SITZUNGSPERIODE 2004

(3. Teil)

BERICHT
 

22. SITZUNG

Donnerstag, 24. Juni 2004, 10.00 Uhr

REDEBEITRÄGE IN DEUTSCH


Klaus Werner JONAS, Deutschland, SOC

Herr Präsident, meine sehr verehrten Damen und Herren,

Ich habe der Diskussion hier mit großem Interesse beigewohnt und möchte einen ganz besonderen Aspekt noch einmal hervorheben.

Die Irak-Resolution des Sicherheitsrates markiert einen politischen Wendepunkt, dessen Bedeutung weit über diesen Irak-Krieg hinausgeht. Die so genannte Bush-Doktrin muss offensichtlich bereits nach ihrer ersten Anwendung modifiziert werden. Die Position der Irak-Kriegs-Gegner, die von Anfang an eine stärkere Einbeziehung der Vereinten Nationen gefordert haben, hat eine nachträgliche Bestätigung bekommen.

Die Irak-Resolution eröffnet jetzt, fünfzehn Monate nach Beginn des völkerrechtswidrigen Irak-Krieges, Chancen für eine Stabilisierung der Lage im Irak. Das Besatzungsregime wird offiziell zum 30. Juni 2004 enden. Der Autoritätstransfer an die irakische Übergangsregierung ist unumkehrbar. Besonders positiv ist es, dass es gelungen ist, der irakischen Übergangsregierung die volle Kontrolle über die finanziellen und natürlichen Ressourcen des Iraks zu sichern, eine Befristung der Präsenz der Besatzungstruppen bis längstens Ende 2005 festzulegen sowie zumindest ein Mitspracherecht der Bagdader Regierung in allen sicherheitspolitischen Fragen zu verankern. Diese Erfolge sind nicht zuletzt auf das beharrliche diplomatische Bemühen Russlands, Frankreichs und Deutschlands zurückzuführen.

Die unzureichende demokratische Legitimation der irakischen Übergangsregierung bleibt aber problematisch. Es beginnt ein offener politischer Transformationsprozess, in den die Vereinten Nationen ihre vielfältigen Erfahrungen einbringen werden und einbringen müssen. Vieles spricht aber auch dafür, dass die neue Interimsregierung Allawi eine bestimmte Portion an Distanz zu den USA braucht, um Autorität im eigenen Land zu gewinnen. Dabei sollte sie nicht an populistische Maßnahmen denken, wie die beabsichtigte Einführung der Todesstrafe. Ich denke, dass gerade zu diesem Thema die Haltung der Parlamentarischen Versammlung eindeutig ist. Es könnte die Verantwortlichen im Irak in eine Situation bringen, der sie unter Umständen nicht standhalten können, wenn zum Beispiel der Prozess gegen Saddam Hussein in ihre Verantwortung überstellt wird. Entscheidend ist aber die Einhaltung des in der Resolution festgelegten Zeitplans, der bis spätestens Januar 2005 freie und faire Wahlen im Irak vorsieht.

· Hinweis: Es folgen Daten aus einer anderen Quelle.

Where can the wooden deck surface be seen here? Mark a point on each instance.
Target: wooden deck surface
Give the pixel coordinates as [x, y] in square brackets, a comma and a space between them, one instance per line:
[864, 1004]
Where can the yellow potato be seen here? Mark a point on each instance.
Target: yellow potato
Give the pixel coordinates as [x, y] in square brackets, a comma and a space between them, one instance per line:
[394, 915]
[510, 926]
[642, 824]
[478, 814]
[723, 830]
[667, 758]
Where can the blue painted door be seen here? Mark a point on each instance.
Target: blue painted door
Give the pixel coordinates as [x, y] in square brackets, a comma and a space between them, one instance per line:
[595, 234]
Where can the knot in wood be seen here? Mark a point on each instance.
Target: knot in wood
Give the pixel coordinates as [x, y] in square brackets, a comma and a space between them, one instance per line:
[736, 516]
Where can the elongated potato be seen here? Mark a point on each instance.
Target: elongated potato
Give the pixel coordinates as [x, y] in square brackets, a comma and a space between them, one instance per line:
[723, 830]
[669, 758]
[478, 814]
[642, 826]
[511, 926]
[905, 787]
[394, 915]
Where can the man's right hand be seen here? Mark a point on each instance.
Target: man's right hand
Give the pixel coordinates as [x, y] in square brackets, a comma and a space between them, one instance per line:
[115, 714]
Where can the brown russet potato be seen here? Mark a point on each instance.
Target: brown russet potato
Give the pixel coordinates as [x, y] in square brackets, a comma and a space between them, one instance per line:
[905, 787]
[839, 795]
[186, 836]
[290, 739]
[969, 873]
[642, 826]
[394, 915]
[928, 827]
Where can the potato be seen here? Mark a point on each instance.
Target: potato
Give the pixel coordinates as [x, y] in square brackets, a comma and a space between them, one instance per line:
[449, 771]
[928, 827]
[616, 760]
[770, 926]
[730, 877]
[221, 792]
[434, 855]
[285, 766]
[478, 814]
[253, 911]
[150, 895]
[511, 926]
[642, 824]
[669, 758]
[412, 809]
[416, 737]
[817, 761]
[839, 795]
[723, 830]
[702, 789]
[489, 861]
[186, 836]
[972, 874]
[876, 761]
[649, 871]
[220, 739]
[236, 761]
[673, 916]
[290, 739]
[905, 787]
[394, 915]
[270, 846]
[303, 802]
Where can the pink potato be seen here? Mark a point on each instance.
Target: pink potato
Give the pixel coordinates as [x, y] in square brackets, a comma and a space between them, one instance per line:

Eigentlich muss es erstaunen, dass Bush zu solchen Zugeständnissen bereit ist. Auch wenn diese weniger Einsichtsprozesse widerspiegeln als die Dimension des amerikanischen Dilemmas im Irak: diese Eingeständnisse schaffen Fakten für die globale Politik. Über kurz oder lang muss die National Security Strategy, die Bush im September 2002 unterzeichnete und deren Anspruch auf notfalls im Alleingang durchzuführende gewaltsame Regimewechsel im Falle des Irak eine erste Anwendung fand, umgeschrieben werden. Noch besser wäre, es käme angesichts der jetzigen Erfahrungen zu einem wirklich substantiellen europäisch-amerikanischen Dialog über eine gemeinsame politische Strategie. Dazu hat die Resolution einige wichtige Punkte genannt. Bushs aktuelle Probleme und die Anregungen der Europäer bieten hier eine hervorragende Ausgangslage.

Auch wenn die UN-Resolution den Wahlkampfinteressen der Bush-Regierung nutzt, so ist sie doch vor allem ein Erfolg für die Vereinten Nationen. Sie belegt, wie katastrophal die Konsequenzen des von den USA gegen den Willen der Mehrheit der UN-Sicherheitsratsmitglieder und der UN-Mitglieder geführten Krieges waren und sind. Es ist zu hoffen, dass die Umsetzung der Resolution zu einer Stabilisierung der Sicherheitslage im Irak führen wird. Die Bundesregierung Deutschland wird dabei nach ihren besten Kräften die Bemühungen um den Wiederaufbau im Irak unterstützen.